# ADR-006: Use Runtime SIMD Detection for Cross-Platform Correctness

## Status
Proposed

## Context
The C++ native libraries use SIMD instructions for performance (SHA-NI on Intel, ARMv8 crypto extensions on Apple Silicon). However, macOS universal binaries support both x86_64 and arm64, and not all CPUs support the same extensions. Compile-time detection (e.g., `#ifdef __AVX__`) is insufficient because:

1. Universal binaries must compile for the lowest common denominator
2. Runtime CPU detection is required for correct operation on heterogeneous hardware
3. Silent failures or illegal instruction crashes occur if SIMD is assumed

## Decision
Use **runtime CPU feature detection** with compile-time guards. Function pointers are resolved at library initialization based on detected CPU capabilities.

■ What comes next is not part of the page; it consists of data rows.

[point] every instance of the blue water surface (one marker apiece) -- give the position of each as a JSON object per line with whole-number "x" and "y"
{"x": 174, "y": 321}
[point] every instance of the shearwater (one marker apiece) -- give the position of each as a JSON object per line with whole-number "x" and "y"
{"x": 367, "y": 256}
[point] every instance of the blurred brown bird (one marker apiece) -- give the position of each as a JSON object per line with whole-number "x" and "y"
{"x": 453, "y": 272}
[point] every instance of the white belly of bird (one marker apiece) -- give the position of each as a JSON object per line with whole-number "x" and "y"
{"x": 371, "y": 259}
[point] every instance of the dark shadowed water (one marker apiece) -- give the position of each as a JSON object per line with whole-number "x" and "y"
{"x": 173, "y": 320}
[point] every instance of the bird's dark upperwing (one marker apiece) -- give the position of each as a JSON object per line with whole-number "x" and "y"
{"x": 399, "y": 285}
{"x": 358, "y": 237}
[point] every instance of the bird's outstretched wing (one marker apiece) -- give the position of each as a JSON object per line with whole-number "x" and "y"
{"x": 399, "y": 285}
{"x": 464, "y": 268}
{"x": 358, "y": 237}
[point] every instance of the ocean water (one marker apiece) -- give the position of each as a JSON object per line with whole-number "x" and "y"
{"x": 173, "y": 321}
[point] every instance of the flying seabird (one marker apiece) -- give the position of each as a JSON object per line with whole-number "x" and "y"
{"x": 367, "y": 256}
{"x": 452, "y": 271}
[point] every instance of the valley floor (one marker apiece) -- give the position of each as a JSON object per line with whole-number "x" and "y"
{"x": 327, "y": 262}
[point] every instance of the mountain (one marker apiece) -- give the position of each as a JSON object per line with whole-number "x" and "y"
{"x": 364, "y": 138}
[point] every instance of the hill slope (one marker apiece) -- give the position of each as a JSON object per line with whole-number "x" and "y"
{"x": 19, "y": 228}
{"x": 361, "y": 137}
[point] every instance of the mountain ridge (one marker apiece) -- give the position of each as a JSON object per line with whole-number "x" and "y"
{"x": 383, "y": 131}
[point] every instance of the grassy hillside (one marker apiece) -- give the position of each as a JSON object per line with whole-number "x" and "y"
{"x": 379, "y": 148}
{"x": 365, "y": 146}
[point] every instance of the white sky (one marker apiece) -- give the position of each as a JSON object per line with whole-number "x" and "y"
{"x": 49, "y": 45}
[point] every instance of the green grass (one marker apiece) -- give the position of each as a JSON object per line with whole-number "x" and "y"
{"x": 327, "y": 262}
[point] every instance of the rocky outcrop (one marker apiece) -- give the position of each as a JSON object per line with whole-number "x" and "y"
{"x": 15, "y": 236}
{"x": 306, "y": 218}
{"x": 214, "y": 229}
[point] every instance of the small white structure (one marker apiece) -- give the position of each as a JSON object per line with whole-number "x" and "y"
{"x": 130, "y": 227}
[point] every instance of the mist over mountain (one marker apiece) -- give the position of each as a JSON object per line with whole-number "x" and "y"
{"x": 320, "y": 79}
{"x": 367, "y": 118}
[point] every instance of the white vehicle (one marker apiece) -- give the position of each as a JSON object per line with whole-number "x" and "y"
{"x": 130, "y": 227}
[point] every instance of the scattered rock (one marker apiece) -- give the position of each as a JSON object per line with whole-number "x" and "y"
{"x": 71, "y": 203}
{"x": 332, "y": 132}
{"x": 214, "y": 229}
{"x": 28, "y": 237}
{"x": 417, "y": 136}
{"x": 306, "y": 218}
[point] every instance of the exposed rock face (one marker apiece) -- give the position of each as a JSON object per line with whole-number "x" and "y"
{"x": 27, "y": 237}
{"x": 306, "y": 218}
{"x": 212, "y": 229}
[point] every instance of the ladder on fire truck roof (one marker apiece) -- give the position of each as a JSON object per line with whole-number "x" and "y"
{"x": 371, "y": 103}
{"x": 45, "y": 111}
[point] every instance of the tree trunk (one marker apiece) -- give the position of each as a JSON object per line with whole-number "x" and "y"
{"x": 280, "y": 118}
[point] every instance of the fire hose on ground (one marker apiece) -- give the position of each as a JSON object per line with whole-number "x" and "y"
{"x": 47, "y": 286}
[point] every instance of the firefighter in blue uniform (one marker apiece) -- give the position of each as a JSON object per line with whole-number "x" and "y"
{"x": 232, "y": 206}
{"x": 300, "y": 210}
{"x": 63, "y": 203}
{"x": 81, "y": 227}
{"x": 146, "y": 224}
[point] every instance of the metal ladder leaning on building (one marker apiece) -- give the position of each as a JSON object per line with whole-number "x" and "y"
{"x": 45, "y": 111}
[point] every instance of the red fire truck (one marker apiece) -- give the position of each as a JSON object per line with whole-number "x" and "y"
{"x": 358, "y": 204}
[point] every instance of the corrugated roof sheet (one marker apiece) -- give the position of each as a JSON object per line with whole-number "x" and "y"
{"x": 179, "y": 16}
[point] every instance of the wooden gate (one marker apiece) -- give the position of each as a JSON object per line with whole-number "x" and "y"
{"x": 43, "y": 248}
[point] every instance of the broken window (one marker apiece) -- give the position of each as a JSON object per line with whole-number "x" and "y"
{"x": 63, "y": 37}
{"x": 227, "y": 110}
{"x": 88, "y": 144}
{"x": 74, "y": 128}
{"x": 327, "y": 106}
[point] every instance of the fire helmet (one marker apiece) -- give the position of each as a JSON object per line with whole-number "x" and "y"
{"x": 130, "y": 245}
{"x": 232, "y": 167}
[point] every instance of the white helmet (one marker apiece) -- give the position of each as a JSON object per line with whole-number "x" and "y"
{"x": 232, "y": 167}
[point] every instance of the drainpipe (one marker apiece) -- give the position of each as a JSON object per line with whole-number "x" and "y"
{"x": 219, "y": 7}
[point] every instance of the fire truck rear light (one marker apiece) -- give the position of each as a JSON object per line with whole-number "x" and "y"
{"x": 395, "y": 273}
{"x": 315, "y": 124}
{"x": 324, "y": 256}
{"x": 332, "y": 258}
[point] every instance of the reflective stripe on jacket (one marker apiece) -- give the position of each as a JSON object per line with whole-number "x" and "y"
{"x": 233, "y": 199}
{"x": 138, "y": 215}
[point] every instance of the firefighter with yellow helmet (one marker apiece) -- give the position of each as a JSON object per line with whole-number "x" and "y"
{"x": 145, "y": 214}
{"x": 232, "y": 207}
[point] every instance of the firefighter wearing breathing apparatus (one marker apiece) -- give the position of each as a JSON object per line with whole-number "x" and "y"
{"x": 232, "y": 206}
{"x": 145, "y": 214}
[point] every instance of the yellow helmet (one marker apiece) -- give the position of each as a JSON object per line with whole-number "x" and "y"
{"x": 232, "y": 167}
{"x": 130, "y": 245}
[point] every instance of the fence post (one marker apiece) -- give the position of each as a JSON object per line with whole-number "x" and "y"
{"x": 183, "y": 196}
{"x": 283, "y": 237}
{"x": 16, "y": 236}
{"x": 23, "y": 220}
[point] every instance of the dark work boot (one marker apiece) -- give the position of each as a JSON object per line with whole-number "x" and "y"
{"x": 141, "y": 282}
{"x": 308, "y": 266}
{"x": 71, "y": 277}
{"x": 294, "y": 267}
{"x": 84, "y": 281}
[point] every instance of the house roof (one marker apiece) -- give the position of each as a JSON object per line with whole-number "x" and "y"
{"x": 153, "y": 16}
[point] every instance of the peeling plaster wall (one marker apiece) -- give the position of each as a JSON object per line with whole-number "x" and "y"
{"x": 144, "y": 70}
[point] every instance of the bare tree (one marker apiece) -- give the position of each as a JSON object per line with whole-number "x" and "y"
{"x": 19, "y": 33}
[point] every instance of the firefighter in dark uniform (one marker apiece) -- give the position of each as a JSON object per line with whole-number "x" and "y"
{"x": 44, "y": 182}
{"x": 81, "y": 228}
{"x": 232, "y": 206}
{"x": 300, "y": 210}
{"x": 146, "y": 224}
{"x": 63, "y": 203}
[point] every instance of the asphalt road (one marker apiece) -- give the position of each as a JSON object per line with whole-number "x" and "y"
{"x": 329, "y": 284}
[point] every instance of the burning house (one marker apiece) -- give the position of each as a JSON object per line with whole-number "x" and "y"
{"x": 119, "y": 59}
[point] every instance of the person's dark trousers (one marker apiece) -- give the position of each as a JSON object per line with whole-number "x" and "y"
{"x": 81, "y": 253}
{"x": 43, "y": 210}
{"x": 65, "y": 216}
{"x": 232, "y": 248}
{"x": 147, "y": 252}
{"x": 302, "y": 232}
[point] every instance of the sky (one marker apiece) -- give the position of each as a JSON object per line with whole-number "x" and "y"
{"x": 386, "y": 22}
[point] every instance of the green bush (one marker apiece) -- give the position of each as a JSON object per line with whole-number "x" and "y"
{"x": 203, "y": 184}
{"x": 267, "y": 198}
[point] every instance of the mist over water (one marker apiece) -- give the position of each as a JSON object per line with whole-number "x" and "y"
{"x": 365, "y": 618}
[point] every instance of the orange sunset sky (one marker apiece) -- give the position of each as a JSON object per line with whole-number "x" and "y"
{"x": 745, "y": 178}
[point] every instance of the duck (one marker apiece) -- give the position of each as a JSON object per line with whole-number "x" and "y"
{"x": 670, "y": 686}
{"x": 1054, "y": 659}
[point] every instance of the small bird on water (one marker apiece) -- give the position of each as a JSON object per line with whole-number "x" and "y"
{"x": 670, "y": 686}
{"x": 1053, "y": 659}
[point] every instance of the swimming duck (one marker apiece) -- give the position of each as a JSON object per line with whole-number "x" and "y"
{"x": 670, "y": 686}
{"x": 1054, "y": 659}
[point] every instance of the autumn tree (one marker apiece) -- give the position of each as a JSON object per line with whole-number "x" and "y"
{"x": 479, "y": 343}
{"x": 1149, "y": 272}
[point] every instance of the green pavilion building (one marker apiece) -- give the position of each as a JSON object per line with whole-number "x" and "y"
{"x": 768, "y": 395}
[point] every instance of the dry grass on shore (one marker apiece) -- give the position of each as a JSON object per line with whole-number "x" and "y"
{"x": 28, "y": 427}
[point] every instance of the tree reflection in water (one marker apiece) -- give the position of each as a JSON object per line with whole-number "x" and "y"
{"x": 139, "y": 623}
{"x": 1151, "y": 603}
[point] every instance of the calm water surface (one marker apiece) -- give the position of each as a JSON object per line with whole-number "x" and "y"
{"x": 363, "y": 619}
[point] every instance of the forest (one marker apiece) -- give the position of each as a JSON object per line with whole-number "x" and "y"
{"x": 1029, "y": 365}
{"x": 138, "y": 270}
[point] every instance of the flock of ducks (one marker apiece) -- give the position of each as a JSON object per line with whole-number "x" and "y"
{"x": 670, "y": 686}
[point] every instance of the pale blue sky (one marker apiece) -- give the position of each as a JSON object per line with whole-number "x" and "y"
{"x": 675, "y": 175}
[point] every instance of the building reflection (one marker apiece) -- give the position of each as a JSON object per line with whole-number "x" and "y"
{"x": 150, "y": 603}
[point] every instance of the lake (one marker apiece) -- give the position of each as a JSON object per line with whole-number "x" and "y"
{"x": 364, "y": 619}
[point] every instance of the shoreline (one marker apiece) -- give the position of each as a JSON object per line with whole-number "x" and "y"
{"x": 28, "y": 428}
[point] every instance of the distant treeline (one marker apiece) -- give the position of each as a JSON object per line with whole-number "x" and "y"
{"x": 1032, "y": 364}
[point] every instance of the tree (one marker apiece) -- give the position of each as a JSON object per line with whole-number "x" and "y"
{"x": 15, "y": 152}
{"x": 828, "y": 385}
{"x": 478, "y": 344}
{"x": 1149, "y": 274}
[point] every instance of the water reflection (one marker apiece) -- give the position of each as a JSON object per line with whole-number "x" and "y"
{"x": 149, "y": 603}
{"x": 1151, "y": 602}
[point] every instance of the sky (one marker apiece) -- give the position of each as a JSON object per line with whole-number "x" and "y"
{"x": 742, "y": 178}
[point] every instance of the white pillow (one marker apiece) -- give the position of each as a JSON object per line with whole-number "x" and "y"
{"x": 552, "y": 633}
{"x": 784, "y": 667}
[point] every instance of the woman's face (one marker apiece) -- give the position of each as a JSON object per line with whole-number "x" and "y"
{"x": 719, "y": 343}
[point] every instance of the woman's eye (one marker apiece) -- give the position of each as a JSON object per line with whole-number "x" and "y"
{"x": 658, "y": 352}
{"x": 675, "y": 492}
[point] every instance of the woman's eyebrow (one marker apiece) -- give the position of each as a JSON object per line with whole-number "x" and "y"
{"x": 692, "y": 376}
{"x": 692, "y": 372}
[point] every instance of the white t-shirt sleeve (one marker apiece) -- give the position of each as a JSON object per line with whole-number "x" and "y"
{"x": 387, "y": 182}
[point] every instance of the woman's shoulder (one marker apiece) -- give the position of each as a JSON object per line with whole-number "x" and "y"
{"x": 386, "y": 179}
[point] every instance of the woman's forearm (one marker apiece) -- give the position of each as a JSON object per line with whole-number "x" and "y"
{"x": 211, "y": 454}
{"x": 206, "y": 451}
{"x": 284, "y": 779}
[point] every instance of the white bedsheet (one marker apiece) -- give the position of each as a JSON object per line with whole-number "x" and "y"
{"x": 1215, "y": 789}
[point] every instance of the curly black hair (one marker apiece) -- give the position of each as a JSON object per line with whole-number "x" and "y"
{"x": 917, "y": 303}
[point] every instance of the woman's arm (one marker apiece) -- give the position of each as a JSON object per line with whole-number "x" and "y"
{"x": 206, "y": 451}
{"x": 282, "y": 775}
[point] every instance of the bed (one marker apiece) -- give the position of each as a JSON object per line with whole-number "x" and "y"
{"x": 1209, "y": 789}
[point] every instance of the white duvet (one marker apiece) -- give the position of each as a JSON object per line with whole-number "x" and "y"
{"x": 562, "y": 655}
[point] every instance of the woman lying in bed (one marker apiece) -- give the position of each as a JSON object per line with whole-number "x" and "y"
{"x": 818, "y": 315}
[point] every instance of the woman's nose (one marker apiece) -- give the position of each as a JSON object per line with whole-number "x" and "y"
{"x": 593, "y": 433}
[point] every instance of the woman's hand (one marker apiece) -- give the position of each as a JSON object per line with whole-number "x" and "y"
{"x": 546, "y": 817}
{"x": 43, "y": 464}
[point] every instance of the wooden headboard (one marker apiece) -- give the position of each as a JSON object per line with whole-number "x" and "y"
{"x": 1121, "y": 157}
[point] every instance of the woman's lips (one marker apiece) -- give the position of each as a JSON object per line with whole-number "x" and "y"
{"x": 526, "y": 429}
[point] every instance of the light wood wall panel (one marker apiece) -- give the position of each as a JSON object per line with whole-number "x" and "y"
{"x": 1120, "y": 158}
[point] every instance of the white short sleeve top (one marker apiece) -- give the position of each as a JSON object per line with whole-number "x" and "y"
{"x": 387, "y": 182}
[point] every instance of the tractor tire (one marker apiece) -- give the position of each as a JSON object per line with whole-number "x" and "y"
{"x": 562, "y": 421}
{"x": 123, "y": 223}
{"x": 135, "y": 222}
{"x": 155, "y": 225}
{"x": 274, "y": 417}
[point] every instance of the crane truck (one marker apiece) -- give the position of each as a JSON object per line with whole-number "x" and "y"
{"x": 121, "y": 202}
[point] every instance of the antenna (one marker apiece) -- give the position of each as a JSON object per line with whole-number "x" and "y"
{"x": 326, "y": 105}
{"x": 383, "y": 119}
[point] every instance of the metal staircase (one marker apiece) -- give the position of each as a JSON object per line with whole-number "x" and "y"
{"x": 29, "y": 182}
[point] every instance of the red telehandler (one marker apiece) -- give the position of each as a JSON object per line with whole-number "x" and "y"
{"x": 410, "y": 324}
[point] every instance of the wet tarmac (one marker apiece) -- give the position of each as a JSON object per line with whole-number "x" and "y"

**Implementation Pattern:**
```cpp
// sha256_simd.cpp
#include <cpuid.h>
#include <arm_neon.h>

enum class Sha256Impl {
    GENERIC,      // Pure C++ (fallback)
    SHA_NI,       // Intel SHA-NI (x86_64)
    ARMV8_CRYPTO  // ARMv8 crypto extensions
};

// Runtime detection (called once at init)
Sha256Impl detect_best_impl() {
#if defined(__aarch64__)
    // Apple Silicon - always has ARMv8 crypto
    return Sha256Impl::ARMV8_CRYPTO;
#elif defined(__x86_64__)
    unsigned int eax, ebx, ecx, edx;
    __get_cpuid(7, &eax, &ebx, &ecx, &edx);
    if (ebx & bit_SHA) {  // SHA-NI bit
        return Sha256Impl::SHA_NI;
    }
    return Sha256Impl::GENERIC;
#else
    return Sha256Impl::GENERIC;
#endif
}

// Function pointer set at library init
void (*sha256_block_fn)(uint32_t* state, const uint8_t* data, size_t blocks) = nullptr;

extern "C" void fh_init_impl() {
    auto impl = detect_best_impl();
    switch (impl) {
        case Sha256Impl::SHA_NI: sha256_block_fn = sha256_block_sha_ni; break;
        case Sha256Impl::ARMV8_CRYPTO: sha256_block_fn = sha256_block_armv8; break;
        default: sha256_block_fn = sha256_block_generic; break;
    }
}
```

## Consequences

### Positive
- Single binary works on all supported platforms
- Graceful degradation to generic implementation
- No runtime crashes from illegal instructions
- Apple Silicon and Intel Macs supported equally

### Negative
- Slight initialization overhead (one-time, negligible)
- Function pointer indirection in hot path
- More complex build (multiple SIMD variants compiled)
- Larger binary (generic + SIMD code paths)

## Options Considered

### Option 1: Compile-Time Detection Only
**Pros:** Simple, no runtime overhead  
**Cons:** Universal binary fails on one architecture or the other  
**Verdict:** Rejected - macOS requires universal binaries

### Option 2: Separate Binaries per Architecture
**Pros:** Maximum performance, simple code  
**Cons:** Complex distribution, user must choose correct binary  
**Verdict:** Rejected - poor user experience

### Option 3: Runtime Detection with Function Pointers (Chosen)
**Pros:** Single binary, correct on all platforms  
**Cons:** Slight indirection overhead  
**Verdict:** Accepted - correctness over micro-optimization

## Enforcement

### Build Requirements
- Compile with `-march=x86-64-v2` (baseline) + separate SHA-NI object
- Compile with `-march=armv8-a` (baseline) + separate crypto object
- Linker combines all variants into single binary

### CI Strategy
```yaml
# Build and test on both architectures
jobs:
  test-intel:
    runs-on: macos-latest  # Intel
    steps:
      - build
      - test -bench=. ./tests/benchmarks/
  
  test-arm:
    runs-on: macos-latest  # Apple Silicon
    steps:
      - build
      - test -bench=. ./tests/benchmarks/
```

### Correctness Verification
- Same hashes produced on Intel and ARM
- Benchmarks verify SIMD path is faster than generic
- Unit tests run on both architectures in CI

## Rationale

Runtime detection is mandatory for macOS universal binaries. The function pointer indirection cost (~1-2 cycles) is negligible compared to the SIMD speedup (2-4x for SHA-256). The generic fallback ensures the code never crashes, even on unexpected hardware.

The key discipline: **never assume CPU features**. Detection happens once at init, then the optimal path is used for all subsequent operations.